After much investigation, we have narrowed down the source of this problem to SecRandomCopyBytes, which is used in the CommonCrypto provider to provide randomness for the database salt, and per-page initialization vectors.

You can observe the “leaky” behavior even in a standalone application that does not call SQLCipher, i.e.

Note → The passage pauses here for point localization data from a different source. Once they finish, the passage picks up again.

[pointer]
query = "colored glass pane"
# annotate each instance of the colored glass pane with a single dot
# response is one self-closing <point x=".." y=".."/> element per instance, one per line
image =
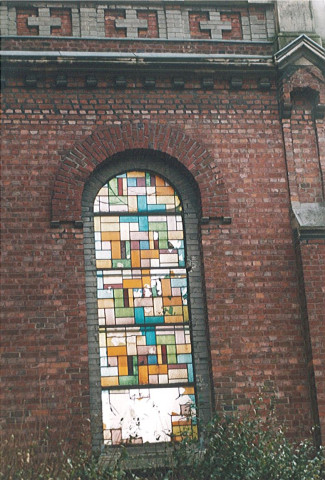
<point x="144" y="334"/>
<point x="137" y="192"/>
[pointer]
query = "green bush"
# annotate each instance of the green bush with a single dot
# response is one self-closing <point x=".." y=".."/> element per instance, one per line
<point x="247" y="447"/>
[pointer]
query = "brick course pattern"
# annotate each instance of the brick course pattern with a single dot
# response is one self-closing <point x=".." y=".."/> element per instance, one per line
<point x="164" y="21"/>
<point x="248" y="136"/>
<point x="249" y="266"/>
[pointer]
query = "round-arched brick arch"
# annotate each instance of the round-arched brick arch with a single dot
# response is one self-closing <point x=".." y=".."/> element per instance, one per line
<point x="104" y="144"/>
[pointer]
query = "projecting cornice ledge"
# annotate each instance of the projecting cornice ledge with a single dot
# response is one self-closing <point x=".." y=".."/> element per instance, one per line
<point x="302" y="51"/>
<point x="309" y="220"/>
<point x="138" y="59"/>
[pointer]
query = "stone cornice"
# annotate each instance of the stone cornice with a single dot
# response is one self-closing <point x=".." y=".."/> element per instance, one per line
<point x="175" y="61"/>
<point x="302" y="47"/>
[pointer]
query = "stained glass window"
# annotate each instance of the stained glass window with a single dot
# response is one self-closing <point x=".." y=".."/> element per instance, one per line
<point x="147" y="378"/>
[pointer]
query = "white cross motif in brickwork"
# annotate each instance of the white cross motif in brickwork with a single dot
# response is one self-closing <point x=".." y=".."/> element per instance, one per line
<point x="44" y="21"/>
<point x="132" y="23"/>
<point x="215" y="25"/>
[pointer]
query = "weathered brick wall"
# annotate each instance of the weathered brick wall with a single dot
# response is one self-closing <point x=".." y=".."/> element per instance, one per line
<point x="250" y="271"/>
<point x="313" y="265"/>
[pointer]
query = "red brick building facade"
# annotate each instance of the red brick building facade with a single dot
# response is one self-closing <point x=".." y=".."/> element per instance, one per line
<point x="219" y="92"/>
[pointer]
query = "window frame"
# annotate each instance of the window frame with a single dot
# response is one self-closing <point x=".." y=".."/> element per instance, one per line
<point x="186" y="187"/>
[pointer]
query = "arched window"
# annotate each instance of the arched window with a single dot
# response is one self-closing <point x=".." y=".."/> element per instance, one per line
<point x="147" y="378"/>
<point x="148" y="349"/>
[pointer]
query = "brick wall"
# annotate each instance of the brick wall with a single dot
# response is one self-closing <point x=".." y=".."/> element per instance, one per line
<point x="252" y="291"/>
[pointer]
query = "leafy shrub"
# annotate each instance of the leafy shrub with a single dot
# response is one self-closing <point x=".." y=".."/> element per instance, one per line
<point x="247" y="447"/>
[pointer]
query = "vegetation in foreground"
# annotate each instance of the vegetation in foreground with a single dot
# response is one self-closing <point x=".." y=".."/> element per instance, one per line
<point x="247" y="447"/>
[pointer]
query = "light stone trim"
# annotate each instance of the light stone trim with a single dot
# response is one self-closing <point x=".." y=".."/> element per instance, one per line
<point x="132" y="23"/>
<point x="162" y="25"/>
<point x="88" y="20"/>
<point x="12" y="23"/>
<point x="215" y="25"/>
<point x="4" y="27"/>
<point x="75" y="20"/>
<point x="270" y="23"/>
<point x="258" y="28"/>
<point x="44" y="21"/>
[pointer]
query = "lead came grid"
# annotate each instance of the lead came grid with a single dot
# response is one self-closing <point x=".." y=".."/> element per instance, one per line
<point x="144" y="333"/>
<point x="137" y="192"/>
<point x="128" y="297"/>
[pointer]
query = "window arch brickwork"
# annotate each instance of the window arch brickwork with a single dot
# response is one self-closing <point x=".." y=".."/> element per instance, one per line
<point x="187" y="188"/>
<point x="78" y="164"/>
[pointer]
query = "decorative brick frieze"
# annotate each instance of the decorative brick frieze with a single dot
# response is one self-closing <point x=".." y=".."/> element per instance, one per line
<point x="215" y="25"/>
<point x="174" y="22"/>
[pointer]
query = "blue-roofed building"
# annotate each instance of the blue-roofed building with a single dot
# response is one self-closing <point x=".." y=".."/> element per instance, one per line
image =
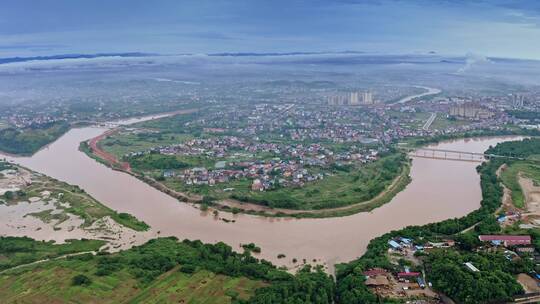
<point x="406" y="240"/>
<point x="394" y="244"/>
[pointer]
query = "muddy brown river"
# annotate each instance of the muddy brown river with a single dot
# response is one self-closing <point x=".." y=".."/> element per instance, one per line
<point x="440" y="189"/>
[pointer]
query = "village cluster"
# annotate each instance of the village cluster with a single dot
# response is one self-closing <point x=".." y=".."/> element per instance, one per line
<point x="409" y="281"/>
<point x="267" y="165"/>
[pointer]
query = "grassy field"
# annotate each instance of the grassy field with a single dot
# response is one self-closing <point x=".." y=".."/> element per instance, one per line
<point x="126" y="142"/>
<point x="52" y="281"/>
<point x="510" y="178"/>
<point x="442" y="123"/>
<point x="411" y="120"/>
<point x="341" y="189"/>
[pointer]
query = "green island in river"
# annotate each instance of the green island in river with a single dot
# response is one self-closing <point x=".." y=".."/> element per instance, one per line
<point x="268" y="176"/>
<point x="165" y="269"/>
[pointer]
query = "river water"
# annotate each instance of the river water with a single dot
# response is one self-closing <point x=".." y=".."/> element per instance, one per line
<point x="440" y="189"/>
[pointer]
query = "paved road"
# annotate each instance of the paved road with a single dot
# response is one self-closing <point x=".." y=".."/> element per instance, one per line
<point x="429" y="121"/>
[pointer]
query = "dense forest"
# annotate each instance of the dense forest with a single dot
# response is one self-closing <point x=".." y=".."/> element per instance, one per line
<point x="497" y="271"/>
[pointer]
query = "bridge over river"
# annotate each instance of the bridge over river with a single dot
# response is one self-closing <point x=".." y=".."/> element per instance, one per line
<point x="435" y="153"/>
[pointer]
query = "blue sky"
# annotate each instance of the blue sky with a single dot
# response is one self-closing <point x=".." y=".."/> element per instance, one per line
<point x="502" y="28"/>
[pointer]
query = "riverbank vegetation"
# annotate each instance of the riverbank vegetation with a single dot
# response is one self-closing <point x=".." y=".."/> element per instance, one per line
<point x="29" y="140"/>
<point x="343" y="185"/>
<point x="16" y="251"/>
<point x="495" y="281"/>
<point x="166" y="270"/>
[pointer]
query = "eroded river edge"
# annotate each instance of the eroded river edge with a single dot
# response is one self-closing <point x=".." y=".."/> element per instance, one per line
<point x="440" y="189"/>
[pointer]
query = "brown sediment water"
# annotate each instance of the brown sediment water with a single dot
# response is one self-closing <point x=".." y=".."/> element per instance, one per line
<point x="440" y="189"/>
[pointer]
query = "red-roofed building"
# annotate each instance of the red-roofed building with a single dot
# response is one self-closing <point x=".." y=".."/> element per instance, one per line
<point x="408" y="274"/>
<point x="375" y="272"/>
<point x="508" y="240"/>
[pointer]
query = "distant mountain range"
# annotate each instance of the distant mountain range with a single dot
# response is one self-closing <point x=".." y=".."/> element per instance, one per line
<point x="140" y="54"/>
<point x="73" y="56"/>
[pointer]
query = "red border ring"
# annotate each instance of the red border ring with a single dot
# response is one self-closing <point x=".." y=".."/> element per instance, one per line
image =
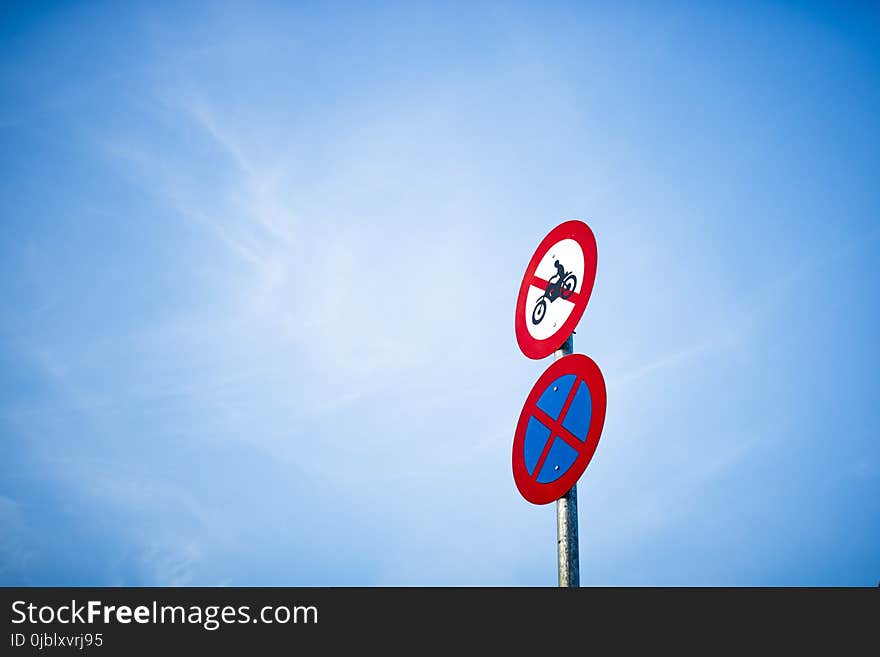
<point x="581" y="233"/>
<point x="587" y="370"/>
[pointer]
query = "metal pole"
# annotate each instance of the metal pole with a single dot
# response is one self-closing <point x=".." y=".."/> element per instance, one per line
<point x="566" y="516"/>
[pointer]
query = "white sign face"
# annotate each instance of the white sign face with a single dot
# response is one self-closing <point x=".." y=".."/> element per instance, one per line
<point x="555" y="286"/>
<point x="555" y="289"/>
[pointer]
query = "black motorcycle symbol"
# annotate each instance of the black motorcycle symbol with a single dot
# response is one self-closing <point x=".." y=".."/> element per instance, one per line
<point x="563" y="287"/>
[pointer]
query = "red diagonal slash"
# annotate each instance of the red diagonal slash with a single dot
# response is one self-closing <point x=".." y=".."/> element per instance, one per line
<point x="541" y="283"/>
<point x="556" y="428"/>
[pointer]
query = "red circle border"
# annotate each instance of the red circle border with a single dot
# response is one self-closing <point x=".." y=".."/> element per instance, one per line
<point x="587" y="370"/>
<point x="583" y="235"/>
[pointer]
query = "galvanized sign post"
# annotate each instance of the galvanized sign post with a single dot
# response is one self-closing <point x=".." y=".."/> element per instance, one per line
<point x="563" y="416"/>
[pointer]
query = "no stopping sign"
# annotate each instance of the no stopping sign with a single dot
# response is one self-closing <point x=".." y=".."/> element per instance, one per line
<point x="555" y="289"/>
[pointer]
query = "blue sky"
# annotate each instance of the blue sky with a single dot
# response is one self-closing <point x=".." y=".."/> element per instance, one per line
<point x="258" y="265"/>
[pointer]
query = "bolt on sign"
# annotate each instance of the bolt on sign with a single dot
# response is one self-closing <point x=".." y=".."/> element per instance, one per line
<point x="562" y="418"/>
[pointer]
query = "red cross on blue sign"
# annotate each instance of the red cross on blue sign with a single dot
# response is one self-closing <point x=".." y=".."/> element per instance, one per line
<point x="559" y="428"/>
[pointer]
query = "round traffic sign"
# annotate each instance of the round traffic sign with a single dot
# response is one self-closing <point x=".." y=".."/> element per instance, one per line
<point x="558" y="428"/>
<point x="555" y="289"/>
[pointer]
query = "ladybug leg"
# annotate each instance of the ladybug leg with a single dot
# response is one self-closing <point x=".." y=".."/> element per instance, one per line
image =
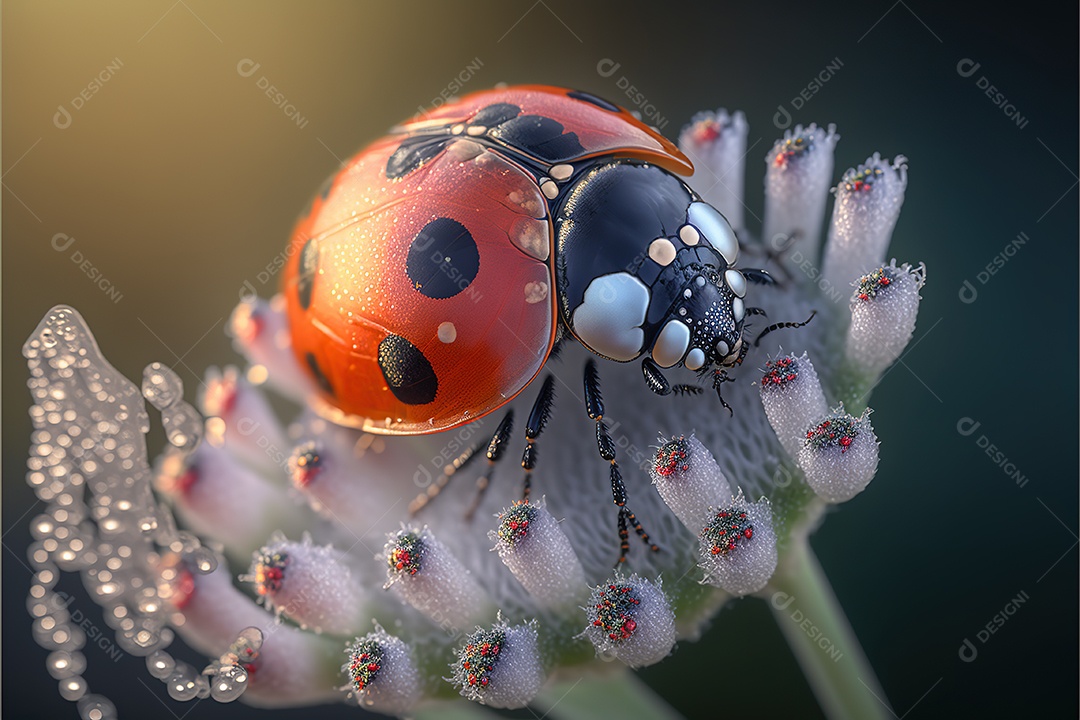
<point x="780" y="326"/>
<point x="496" y="448"/>
<point x="421" y="500"/>
<point x="594" y="406"/>
<point x="658" y="383"/>
<point x="535" y="425"/>
<point x="758" y="276"/>
<point x="459" y="463"/>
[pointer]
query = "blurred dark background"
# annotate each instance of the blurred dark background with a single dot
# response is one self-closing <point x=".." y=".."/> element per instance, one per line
<point x="178" y="179"/>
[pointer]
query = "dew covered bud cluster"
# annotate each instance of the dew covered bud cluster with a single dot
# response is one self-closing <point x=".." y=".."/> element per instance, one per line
<point x="483" y="598"/>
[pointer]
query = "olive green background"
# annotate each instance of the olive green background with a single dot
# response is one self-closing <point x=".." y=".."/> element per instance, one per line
<point x="179" y="179"/>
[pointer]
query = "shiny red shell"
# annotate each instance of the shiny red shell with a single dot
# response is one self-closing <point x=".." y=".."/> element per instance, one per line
<point x="400" y="339"/>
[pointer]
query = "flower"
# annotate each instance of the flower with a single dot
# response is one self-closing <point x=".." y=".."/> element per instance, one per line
<point x="732" y="506"/>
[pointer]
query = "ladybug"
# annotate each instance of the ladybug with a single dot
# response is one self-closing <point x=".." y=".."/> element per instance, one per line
<point x="433" y="275"/>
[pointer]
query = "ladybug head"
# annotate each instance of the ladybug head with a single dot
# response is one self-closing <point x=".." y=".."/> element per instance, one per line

  dispatch_async(dispatch_queue_create(NULL, DISPATCH_QUEUE_SERIAL), ^{
       uint8_t buffer[8];
       for (long i = 0; i < 1000; i++) {
           SecRandomCopyBytes(kSecRandomDefault, 8, buffer);
       }
       dispatch_after(dispatch_time(DISPATCH_TIME_NOW, (int64_t)(2 * NSEC_PER_SEC)), dispatch_get_main_queue(), ^{
           [self run];
       });
   });

We have not yet determined exactly why this is happening yet, but it is definitely related to Security.framework. As you’ve noted, it only happens when running on arm64 devices under the debugger.


#3

I had the same problem on development iOS devices with arm64 processor. I was not able to debug my app because it generates huge database during first launch and crashes with memory shortage warning.
I have fixed that by tweaking sqlcipher/src/crypto_cc.c file.

I have rewritten sqlcipher_cc_random function this way:

static int sqlcipher_cc_random (void *ctx, void *buffer, int length) {
    arc4random_buf(buffer, length);
    return SQLITE_OK;    
}

Now sqlcipher works great without memory leaks.


#4

After testing this under the latest OS, I’m no longer seeing unconstrained growth. Memory usage does grow to a point, but then levels off. Are you seeing the same thing?